La surveillance d'un site souffre de deux maladies opposées. La première : ne rien surveiller, et découvrir les incidents par ses clients. La seconde : tout surveiller, recevoir quarante notifications par semaine, et finir par toutes les ignorer. La seconde donne l'illusion du sérieux tout en produisant le même résultat que la première.
Les quatre signaux qui justifient une alerte immédiate
- Le site ne répond plus. Évident, mais encore faut-il que la vérification vienne de l'extérieur, à intervalle court, et pas d'un rapport hebdomadaire.
- Le temps de réponse explose. Un site qui répond en dix secondes est aussi perdu qu'un site éteint, sans jamais apparaître comme « en panne ».
- Le certificat de sécurité expire. L'incident le plus évitable de tous, et l'un des plus violents : le navigateur affiche un avertissement de sécurité à chaque visiteur.
- Une page critique casse. Formulaire de contact, tunnel de commande, page de paiement : elles peuvent tomber pendant que l'accueil se porte très bien.
Ce qui relève du point mensuel, pas de l'alerte
Les évolutions lentes ne se traitent pas dans l'urgence : dérive progressive de la vitesse, pages nouvellement en erreur, liens cassés, indexation qui baisse, expiration de nom de domaine à horizon lointain. Les recevoir en temps réel crée du bruit ; les relire une fois par mois crée une décision.
Une alerte qui n'appelle aucune action immédiate n'est pas une alerte : c'est une notification de plus.
Ce qu'il vaut mieux ignorer
Les scores composites sur cent, les notes de conformité issues d'outils automatiques, les micro-variations quotidiennes de position. Ils occupent l'attention sans jamais indiquer quoi faire. Un tableau de bord qui ne se termine pas par une action est un objet décoratif.
La question qu'on oublie : qui reçoit l'alerte ?
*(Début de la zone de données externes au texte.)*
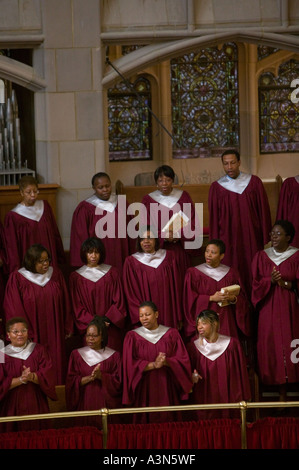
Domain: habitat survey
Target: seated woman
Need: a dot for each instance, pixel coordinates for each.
(94, 216)
(161, 205)
(96, 289)
(275, 288)
(31, 221)
(26, 378)
(38, 292)
(202, 291)
(156, 367)
(219, 368)
(152, 273)
(94, 374)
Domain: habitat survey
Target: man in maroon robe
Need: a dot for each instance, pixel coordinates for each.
(239, 214)
(156, 367)
(288, 205)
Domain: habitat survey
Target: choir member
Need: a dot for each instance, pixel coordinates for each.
(275, 290)
(38, 292)
(219, 371)
(31, 221)
(100, 215)
(26, 377)
(94, 374)
(288, 205)
(96, 289)
(152, 273)
(160, 205)
(156, 367)
(203, 291)
(239, 215)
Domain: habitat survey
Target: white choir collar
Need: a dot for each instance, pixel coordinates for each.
(212, 350)
(215, 273)
(153, 260)
(278, 257)
(236, 185)
(153, 336)
(19, 353)
(168, 201)
(94, 274)
(93, 357)
(108, 206)
(39, 279)
(34, 212)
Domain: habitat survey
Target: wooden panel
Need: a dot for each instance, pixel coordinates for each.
(10, 197)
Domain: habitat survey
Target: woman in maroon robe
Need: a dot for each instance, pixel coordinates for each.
(156, 367)
(102, 215)
(96, 289)
(152, 273)
(38, 292)
(219, 368)
(94, 374)
(26, 378)
(288, 205)
(160, 205)
(203, 291)
(31, 221)
(275, 288)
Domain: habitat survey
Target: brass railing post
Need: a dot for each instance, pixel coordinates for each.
(243, 410)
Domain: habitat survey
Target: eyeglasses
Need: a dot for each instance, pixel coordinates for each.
(17, 332)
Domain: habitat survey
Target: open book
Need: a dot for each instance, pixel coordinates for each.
(176, 222)
(234, 289)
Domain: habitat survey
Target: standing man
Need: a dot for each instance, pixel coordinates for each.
(239, 214)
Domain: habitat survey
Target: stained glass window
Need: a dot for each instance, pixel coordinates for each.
(129, 121)
(279, 117)
(205, 102)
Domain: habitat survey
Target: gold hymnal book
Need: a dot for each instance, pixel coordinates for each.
(234, 289)
(176, 222)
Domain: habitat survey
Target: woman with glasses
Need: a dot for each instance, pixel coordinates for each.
(94, 374)
(31, 221)
(275, 290)
(38, 292)
(26, 377)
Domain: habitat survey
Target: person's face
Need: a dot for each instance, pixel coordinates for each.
(93, 258)
(279, 239)
(148, 243)
(18, 334)
(231, 165)
(42, 265)
(93, 337)
(29, 195)
(148, 318)
(213, 256)
(206, 329)
(164, 184)
(102, 187)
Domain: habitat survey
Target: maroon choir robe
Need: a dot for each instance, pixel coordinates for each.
(154, 277)
(165, 207)
(167, 386)
(240, 217)
(288, 205)
(27, 398)
(99, 291)
(278, 315)
(87, 223)
(42, 299)
(222, 366)
(104, 393)
(203, 281)
(25, 226)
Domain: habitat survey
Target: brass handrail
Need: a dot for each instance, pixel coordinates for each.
(243, 406)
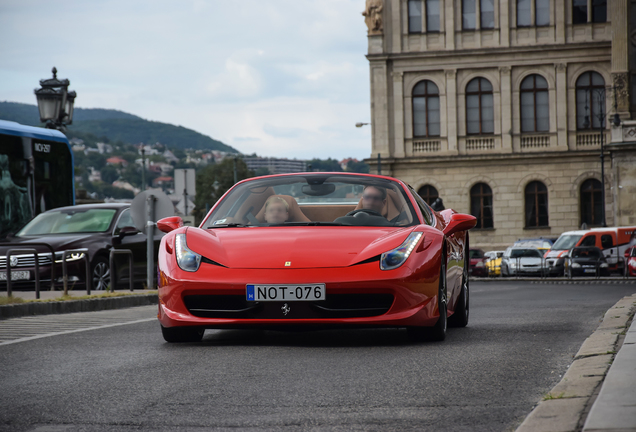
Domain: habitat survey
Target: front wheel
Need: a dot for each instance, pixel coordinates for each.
(460, 317)
(436, 333)
(182, 334)
(101, 274)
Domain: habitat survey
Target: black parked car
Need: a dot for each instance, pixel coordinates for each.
(586, 261)
(96, 227)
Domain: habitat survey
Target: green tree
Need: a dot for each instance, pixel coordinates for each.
(109, 174)
(223, 174)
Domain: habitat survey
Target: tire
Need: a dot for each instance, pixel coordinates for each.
(182, 334)
(437, 333)
(100, 273)
(462, 308)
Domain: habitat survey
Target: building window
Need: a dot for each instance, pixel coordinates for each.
(536, 205)
(479, 107)
(535, 115)
(426, 119)
(590, 94)
(415, 16)
(481, 205)
(432, 16)
(468, 14)
(599, 10)
(487, 14)
(580, 10)
(541, 13)
(523, 13)
(591, 202)
(432, 12)
(428, 193)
Une surveillance n'a de valeur que si l'information atteint quelqu'un capable d'agir. Envoyer les alertes sur une adresse générique consultée une fois par semaine revient à ne pas surveiller. Le circuit compte autant que la mesure : qui est prévenu, sur quel canal, et qui prend la main si cette personne est indisponible.
C'est souvent là que le dispositif s'écroule dans les petites structures : la surveillance existe, mais elle notifie un prestataire qui a changé, ou une boîte mail qui n'est plus relevée.
Concrètement
Réduisez à quatre alertes immédiates, une revue mensuelle, et un destinataire nommé pour chaque type d'incident. Vous aurez une surveillance qui sert, c'est-à-dire une surveillance à laquelle on répond encore dans six mois.
Surveiller, ce n'est pas tout voir. C'est être prévenu de ce qui exige une décision, et de rien d'autre.